For simplicity we assume two treatment groups with a 1:1 allocation ratio; thus $p$=0.5.
\item[(iii)]
We employ the quantity,
\begin{equation} T(X,Z,\tau,\mu)= \frac{\sum_i (X_i- \mu)Z_i}{\tau^2} \end{equation}
which is the additive inverse of the conditional likelihood ratio, up to a constant of proportionality.
\item[(iv)]
We calculate the posterior distributions under the null and separately under the alternative.
\item[(v)]
Parameters calculated under the null posterior are denoted by: $\mu_0 \ {\rm and} \ \tau_0 $; those under the alternative posterior are denoted by: $\mu_a \ {\rm and} \ \tau_a$. We assume $\tau^2$ has an (an approximately indifferent) inverse gamma prior with shape hyperparameter 1 and (a small) scale hyperparameter $\epsilon_1$.
\end{itemize}
\label{our approach}
{\bf The proposed approach}:
For a given significance level ($\alpha=.05$), the critical parameter $c$ is necessary to compute the power associated with $m$ additional observations. We characterize the posterior distribution of $c$ using $B$ MCMC simulations indexed by $b=1,...,B$ of the marginal null posterior distribution. We characterize the posterior distribution of the power using $B$ analogous simulations of the marginal alternative posterior distributions. Below, $\Phi$ denotes the standard normal ${\rm cdf}$.
\begin{eqnarray} c^{(b)} & = & \frac{\Phi^{-1}(\alpha) \sqrt{n+m}}{\tau_0^{(b)} \sqrt{2}} \label{critpower} \end{eqnarray}
\[ {\rm power}^{(b)}[n+m] = \]
\begin{equation} \Phi \left\{ {\left[ {\frac{{{\tau_a^{(b)}}}}{{{\tau_0^{(b)}}}}{\Phi ^{ - 1}}\left( \alpha \right) + \frac{{{\delta _1}}}{{\tau_a^{(b)}}}\left( {\sqrt {\frac{{n + m}}{2}} } \right)} \right]} \right\} \label{rpower} \end{equation}
Power is properly estimated by an HPD interval taking the form:
\[ \underline{\rm power}[n+m] < {\rm power} < \overline{\rm power}[n+m] \label{HPD} \]
where $\underline{\rm power}[n+m]$ denotes a lower posterior quantile and $\overline{\rm power}[n+m]$ an upper posterior quantile measurement. We employ HPD power estimates as described in equation (\ref{HPD}).

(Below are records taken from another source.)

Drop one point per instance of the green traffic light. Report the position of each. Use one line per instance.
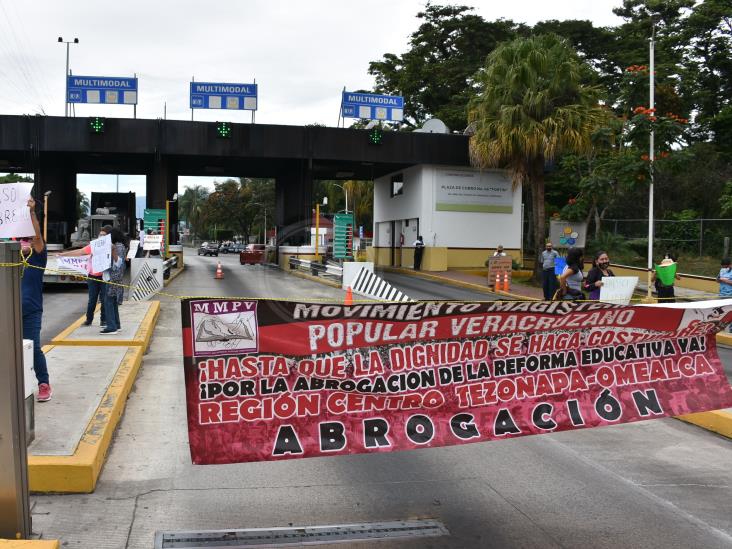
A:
(96, 124)
(375, 136)
(223, 129)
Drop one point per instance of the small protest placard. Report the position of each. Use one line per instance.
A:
(78, 264)
(101, 253)
(153, 242)
(618, 289)
(14, 214)
(134, 246)
(498, 266)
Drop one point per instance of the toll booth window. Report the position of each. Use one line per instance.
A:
(397, 185)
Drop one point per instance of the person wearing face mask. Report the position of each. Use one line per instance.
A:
(95, 284)
(600, 269)
(548, 258)
(34, 254)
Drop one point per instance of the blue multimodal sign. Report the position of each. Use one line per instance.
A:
(116, 90)
(372, 106)
(219, 95)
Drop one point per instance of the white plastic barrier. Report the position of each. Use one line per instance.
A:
(352, 268)
(29, 379)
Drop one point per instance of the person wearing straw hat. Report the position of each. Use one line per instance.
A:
(725, 279)
(663, 278)
(600, 268)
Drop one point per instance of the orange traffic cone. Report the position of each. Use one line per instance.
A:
(349, 296)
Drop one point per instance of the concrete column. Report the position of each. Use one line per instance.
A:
(15, 518)
(294, 205)
(59, 177)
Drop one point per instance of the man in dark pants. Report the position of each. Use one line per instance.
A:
(548, 276)
(34, 253)
(418, 251)
(97, 288)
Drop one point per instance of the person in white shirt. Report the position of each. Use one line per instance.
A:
(418, 251)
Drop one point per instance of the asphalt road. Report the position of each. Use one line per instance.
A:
(659, 483)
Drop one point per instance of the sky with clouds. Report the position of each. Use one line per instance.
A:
(301, 54)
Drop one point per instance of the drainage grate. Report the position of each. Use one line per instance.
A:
(304, 535)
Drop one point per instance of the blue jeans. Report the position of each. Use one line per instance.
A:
(112, 311)
(97, 292)
(32, 330)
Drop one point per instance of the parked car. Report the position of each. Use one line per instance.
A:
(252, 254)
(209, 248)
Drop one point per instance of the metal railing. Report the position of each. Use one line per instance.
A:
(316, 268)
(168, 264)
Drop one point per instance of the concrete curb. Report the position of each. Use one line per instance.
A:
(441, 279)
(314, 279)
(174, 275)
(79, 472)
(29, 544)
(718, 421)
(140, 339)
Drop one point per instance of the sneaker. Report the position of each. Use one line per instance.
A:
(44, 392)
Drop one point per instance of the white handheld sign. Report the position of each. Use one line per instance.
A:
(14, 213)
(618, 289)
(134, 245)
(152, 242)
(76, 264)
(101, 253)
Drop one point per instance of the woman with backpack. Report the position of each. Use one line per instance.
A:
(600, 269)
(570, 281)
(115, 274)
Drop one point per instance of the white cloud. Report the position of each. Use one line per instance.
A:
(301, 53)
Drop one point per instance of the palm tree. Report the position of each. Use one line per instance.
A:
(190, 205)
(532, 105)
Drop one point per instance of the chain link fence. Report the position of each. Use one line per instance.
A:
(700, 237)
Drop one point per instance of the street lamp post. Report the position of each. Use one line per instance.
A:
(652, 157)
(66, 75)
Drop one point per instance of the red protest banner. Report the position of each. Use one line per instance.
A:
(270, 380)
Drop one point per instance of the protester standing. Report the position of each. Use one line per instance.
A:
(665, 292)
(600, 268)
(418, 252)
(113, 276)
(548, 277)
(570, 281)
(35, 255)
(97, 288)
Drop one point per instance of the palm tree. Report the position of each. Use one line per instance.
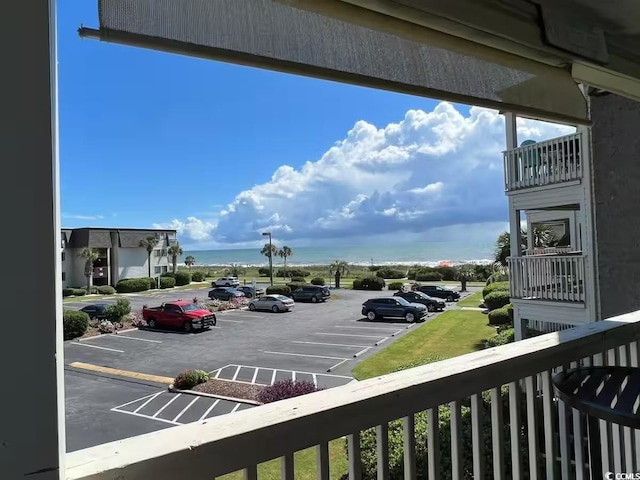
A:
(285, 252)
(90, 255)
(149, 244)
(174, 252)
(338, 268)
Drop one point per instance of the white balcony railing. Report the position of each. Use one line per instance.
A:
(543, 163)
(555, 277)
(488, 414)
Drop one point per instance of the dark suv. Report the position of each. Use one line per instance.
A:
(314, 293)
(433, 304)
(393, 307)
(440, 292)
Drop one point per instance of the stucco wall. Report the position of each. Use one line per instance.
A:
(616, 194)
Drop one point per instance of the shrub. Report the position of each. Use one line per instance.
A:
(390, 273)
(279, 290)
(428, 276)
(285, 389)
(129, 285)
(190, 378)
(291, 272)
(494, 287)
(183, 278)
(198, 276)
(502, 338)
(117, 311)
(501, 316)
(106, 290)
(369, 283)
(167, 282)
(497, 299)
(74, 324)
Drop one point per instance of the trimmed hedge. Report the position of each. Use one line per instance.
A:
(167, 282)
(501, 316)
(182, 278)
(495, 287)
(74, 324)
(278, 290)
(198, 276)
(130, 285)
(286, 389)
(391, 273)
(369, 283)
(190, 378)
(497, 299)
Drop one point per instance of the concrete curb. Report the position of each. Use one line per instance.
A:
(210, 395)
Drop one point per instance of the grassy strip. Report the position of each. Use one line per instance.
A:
(452, 333)
(305, 465)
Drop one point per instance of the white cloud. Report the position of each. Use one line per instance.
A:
(430, 170)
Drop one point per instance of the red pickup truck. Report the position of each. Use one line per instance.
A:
(185, 315)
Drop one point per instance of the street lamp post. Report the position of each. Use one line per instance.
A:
(268, 234)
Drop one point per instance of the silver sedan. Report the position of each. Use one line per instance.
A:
(274, 303)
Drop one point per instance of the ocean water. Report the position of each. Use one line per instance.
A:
(427, 253)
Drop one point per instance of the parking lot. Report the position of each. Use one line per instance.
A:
(319, 343)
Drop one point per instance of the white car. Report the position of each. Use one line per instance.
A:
(274, 303)
(226, 282)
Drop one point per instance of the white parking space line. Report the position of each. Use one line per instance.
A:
(330, 344)
(213, 405)
(96, 346)
(186, 408)
(347, 335)
(304, 355)
(155, 415)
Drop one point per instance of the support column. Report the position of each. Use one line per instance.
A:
(32, 441)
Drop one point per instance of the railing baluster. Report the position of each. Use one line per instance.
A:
(355, 459)
(250, 473)
(382, 451)
(477, 437)
(288, 467)
(409, 444)
(515, 421)
(433, 444)
(322, 457)
(497, 434)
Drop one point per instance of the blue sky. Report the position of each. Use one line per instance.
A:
(197, 145)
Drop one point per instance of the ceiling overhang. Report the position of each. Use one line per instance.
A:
(399, 45)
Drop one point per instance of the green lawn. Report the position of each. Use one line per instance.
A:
(452, 333)
(305, 465)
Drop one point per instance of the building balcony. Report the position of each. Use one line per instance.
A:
(548, 277)
(488, 414)
(553, 162)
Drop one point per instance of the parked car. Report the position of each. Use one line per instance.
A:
(226, 282)
(394, 307)
(314, 293)
(432, 304)
(250, 292)
(440, 292)
(185, 315)
(225, 293)
(275, 303)
(96, 310)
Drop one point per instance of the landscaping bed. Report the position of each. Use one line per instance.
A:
(230, 388)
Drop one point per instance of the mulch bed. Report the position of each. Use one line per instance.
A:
(228, 388)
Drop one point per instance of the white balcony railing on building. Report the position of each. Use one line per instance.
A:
(554, 277)
(543, 163)
(489, 414)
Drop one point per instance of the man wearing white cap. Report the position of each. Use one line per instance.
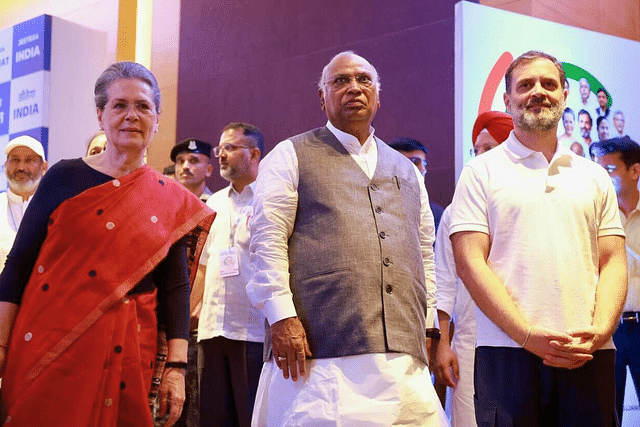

In order to apply the proposed methods, we considered a placebo-controlled study of depression. The details of this trial are given in Mahmoud et al.
\cite{Mahmoud}.
Adult outpatients with major depressive disorders who had an incomplete response to antidepressant treatment were randomly assigned (1:1) to active drug or placebo regimens for 6 weeks duration in a double-blind multicenter trial. The primary efficacy endpoint was the mean difference between treatments at endpoint using a 17-item Hamilton Rating Scale for Depression (HRSD-17). A sample size of 116 patients in each group was anticipated to have 90$\%$ power to detect a difference in mean HRSD-17 total score change from baseline of 3.0 units assuming that the common standard deviation was 7 using a two-group t-test with a 0.05 two-sided significance level. Adjusting for drop outs, approximately 270 subjects were assumed to be randomized.
Enrollment visit dates were used to order subject entry into the trial. Sample size assumptions were evaluated for demonstration purposes after the 100$^{\rm th}$, 150$^{\rm th}$, 200$^{\rm th}$, and 250$^{\rm th}$ subject completed the trial. In the left panel of Figure \ref{combined}, 90$\%$ HPD intervals were calculated for expected power after the 100$^{\rm th}$ subject level data (i.e.,observation) had been examined. The posterior null and alternative distributions for the hypothesis testing (respectively, model selection setting) of the pooled standard deviation $\tau$ are given in the left (respectively, right) panels of Figure \ref{tausigma}; their mean corresponds roughly to the pooled standard deviation estimates computed in the original study. In the next Section, we examine multiple stage sample size determination in the context of this example.
\begin{figure}
\includegraphics[width=1 \textwidth]{combined.pdf}
\caption{90 Percent HPD intervals for expected power using the first 100 subjects when 50 additional observations are anticipated for the Depression Trial in the hypothesis testing and model selection settings, respectively. Posthoc power was calculated to be 66$\%$ after the 150th observation. This is well within the HPD interval given in the left panel.}
\label{combined}
\end{figure}
\begin{table}
\includegraphics[width=1 \textwidth]{posthocpower.pdf}
\caption{Posthoc power, calculated in an unblinded setting, for the Depression data}
\label{posthocpower}
\end{table}
\begin{figure}
\includegraphics[width=1 \textwidth]{tausigma.pdf}
\caption{Null and Alternative posterior densities of the $\tau$ and $\sigma$ parameters in the model selection and hypothesis testing setting}
\label{tausigma}
\end{figure}
\vspace{2.7in}
\section{Clinical Trial Sample Size Adjustments in a Model Selection Setting}
\begin{itemize}
\item[$\circ$]
The model selection setting is similar to that given in Section \ref{simple}, but we now incorporate a variety of judgments about the threshold $\delta_1$, distinguishing whether a treatment effect is present.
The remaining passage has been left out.